Он приходил с мороза, аккуратно обсушивал платком тающий в тепле нос, пронзительно глядел голубыми глазами, потирал руки, дружил с бабушкиными ватрушками: Наташа его привлекала. Коновалов помогал бабушке деньгами, давал советы насчет Наташиного будущего, двигал мебель, высоко под потолком ввинчивал бледные лампочки и даже, смущаясь, преподнес царский подарок: дешево снял им на лето дачу. И Наташа ждала, когда скрипнет дверь из общего коридора, дрогнут пыльные матерчатые бубенчики портьер и, неся в глазах голубой вопросительный огонь, войдет Коновалов.
Но Коновалов был чист, а Наташа грязна, и она захлопывала все заслонки, замуровывала все лазейки, стояла глухой черной башней, и голубые вспышки Коновалова гасли на ее холодной поверхности.
Растерянным соколом озирался Коновалов, описывал круги, щелкал клювом, а потом неохотно взмыл и скрылся за синим лесом. Больше уж после ее никто не любил.
…Но лето, дачное лето, прощальное волшебное перышко, оброненное Коноваловым!

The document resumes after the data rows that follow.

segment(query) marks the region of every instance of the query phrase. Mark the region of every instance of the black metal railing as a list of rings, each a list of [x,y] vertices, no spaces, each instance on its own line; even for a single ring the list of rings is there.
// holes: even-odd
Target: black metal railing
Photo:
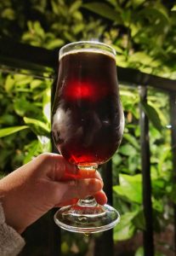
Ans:
[[[34,76],[43,76],[43,70],[50,67],[53,73],[57,74],[58,51],[50,51],[23,44],[13,42],[9,38],[0,38],[0,67],[10,72],[18,69],[27,69]],[[140,104],[147,102],[147,86],[165,90],[170,96],[170,119],[172,125],[172,150],[173,155],[176,155],[176,81],[167,79],[146,74],[131,68],[117,68],[118,80],[128,85],[139,87]],[[53,76],[56,79],[56,76]],[[55,80],[56,81],[56,80]],[[55,82],[53,90],[54,90]],[[141,163],[143,176],[143,205],[145,218],[145,230],[144,231],[144,250],[145,256],[154,256],[154,240],[152,226],[152,205],[151,205],[151,181],[150,170],[150,138],[149,138],[149,119],[142,108],[140,108],[140,131],[141,131]],[[173,157],[173,181],[176,181],[176,157]],[[108,172],[107,172],[108,171]],[[111,161],[105,164],[102,170],[105,181],[105,190],[108,195],[109,202],[112,203],[112,165]],[[174,208],[174,225],[176,227],[176,206]],[[49,224],[50,236],[47,236],[47,241],[50,247],[48,255],[59,256],[60,254],[60,229],[53,221]],[[176,230],[176,229],[175,229]],[[40,230],[36,230],[38,237]],[[43,241],[44,242],[44,241]],[[174,236],[176,244],[176,235]],[[22,254],[23,255],[23,254]],[[25,254],[24,254],[25,255]],[[26,254],[26,256],[27,254]],[[113,255],[112,230],[104,232],[96,239],[94,255]]]

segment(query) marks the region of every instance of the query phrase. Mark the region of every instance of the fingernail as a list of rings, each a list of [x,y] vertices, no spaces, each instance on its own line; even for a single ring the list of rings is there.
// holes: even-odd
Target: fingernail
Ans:
[[[100,176],[100,174],[99,174],[99,172],[97,172],[97,171],[96,171],[96,175],[97,175],[97,177],[98,177],[100,180],[103,180],[102,177],[101,177],[101,176]]]

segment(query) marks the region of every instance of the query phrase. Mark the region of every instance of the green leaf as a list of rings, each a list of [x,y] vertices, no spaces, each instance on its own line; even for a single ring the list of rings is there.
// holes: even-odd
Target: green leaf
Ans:
[[[82,7],[103,16],[104,18],[116,21],[118,24],[122,24],[122,20],[120,16],[120,14],[116,12],[114,8],[111,8],[106,3],[95,2],[83,4]]]
[[[32,160],[34,156],[36,156],[38,154],[38,144],[39,142],[37,140],[34,140],[30,144],[26,146],[25,149],[27,149],[28,152],[23,160],[24,164],[28,163],[30,160]]]
[[[162,129],[159,115],[156,109],[150,105],[142,102],[142,108],[144,108],[145,113],[148,116],[149,119],[151,121],[154,127],[161,132]]]
[[[49,43],[47,44],[47,48],[49,49],[53,49],[55,48],[59,48],[65,44],[63,39],[52,39]]]
[[[69,13],[72,15],[82,6],[82,1],[75,1],[70,7]]]
[[[121,216],[120,223],[114,228],[114,240],[123,241],[131,238],[135,231],[132,222],[138,212],[126,212]]]
[[[6,18],[9,20],[13,20],[15,19],[15,14],[14,14],[14,11],[12,9],[7,8],[2,12],[1,17],[2,18]]]
[[[5,90],[10,92],[14,87],[14,80],[12,79],[11,75],[9,75],[5,80]]]
[[[29,128],[27,125],[23,125],[0,129],[0,137],[6,137],[27,128]]]
[[[176,11],[176,4],[173,5],[173,7],[171,9],[172,11]]]
[[[133,135],[129,133],[124,133],[123,138],[125,138],[128,142],[129,142],[136,149],[140,148],[139,143]]]
[[[129,176],[119,175],[120,185],[113,187],[113,190],[119,195],[126,197],[128,201],[138,204],[142,203],[142,177],[141,174]]]
[[[24,117],[24,121],[31,128],[31,130],[33,130],[33,131],[37,135],[46,135],[48,137],[49,136],[50,129],[48,127],[48,125],[46,125],[40,120],[30,119],[27,117]]]
[[[144,256],[145,253],[144,253],[144,248],[143,247],[139,247],[138,250],[135,253],[134,256]]]
[[[125,144],[119,148],[118,152],[124,155],[135,155],[136,148],[130,144]]]
[[[145,230],[145,220],[143,211],[139,211],[138,214],[133,219],[133,224],[138,230]]]

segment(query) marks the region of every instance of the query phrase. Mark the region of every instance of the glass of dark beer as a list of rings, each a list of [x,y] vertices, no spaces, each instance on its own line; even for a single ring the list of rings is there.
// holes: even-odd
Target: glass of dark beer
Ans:
[[[80,41],[60,50],[58,84],[52,110],[56,148],[80,176],[88,177],[107,162],[121,143],[124,117],[119,98],[115,50],[102,43]],[[79,233],[109,230],[120,219],[109,205],[88,196],[54,215],[61,228]]]

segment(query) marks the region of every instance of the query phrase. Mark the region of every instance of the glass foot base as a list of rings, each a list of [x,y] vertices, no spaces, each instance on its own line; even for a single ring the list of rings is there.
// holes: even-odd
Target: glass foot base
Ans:
[[[60,208],[54,215],[54,221],[64,230],[88,235],[113,228],[120,221],[120,215],[108,205],[80,207],[77,204]]]

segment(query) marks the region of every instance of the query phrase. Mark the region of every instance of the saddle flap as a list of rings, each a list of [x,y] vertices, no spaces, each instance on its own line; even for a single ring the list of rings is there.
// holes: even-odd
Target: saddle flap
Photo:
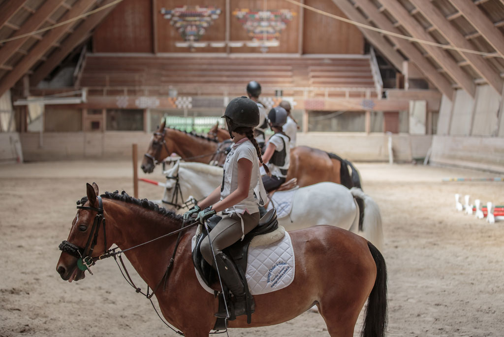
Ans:
[[[292,178],[289,180],[289,181],[285,182],[280,187],[277,188],[275,191],[287,191],[288,190],[292,190],[297,186],[297,178]]]
[[[277,217],[277,210],[274,208],[272,208],[270,210],[268,211],[266,214],[263,215],[263,217],[261,218],[259,220],[259,225],[260,226],[264,226],[265,224],[269,223],[272,221],[274,220],[274,218]]]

В тесном сарафане, с вафельным хомутом на шее выходила Наташа на июньское крыльцо. Раннее солнце – робкое, холодное, чистое – дрожит в высоте, запутавшись в сосновых иголках. Воздух окрашен в зыбкие утренние тона – не цвет, а предчувствие цвета: вздох о розовом, намек о прозрачном. А земля черная, плотная, а трава сырая, густая, и под каждым кустом твердым куском лежит лиловая тень. Сыро, густо, тенисто, сад запущен. А солнце ползет вверх и пронизывает сосновые макушки бледными радужными спицами. Там, на самом верху, порхают синие птички, и нестерпимым солнечным счастьем сияют зеленые игольчатые зонтички. Там совершается утро, там празднуется праздник, там радость, радость; радость – молодая июньская невеста!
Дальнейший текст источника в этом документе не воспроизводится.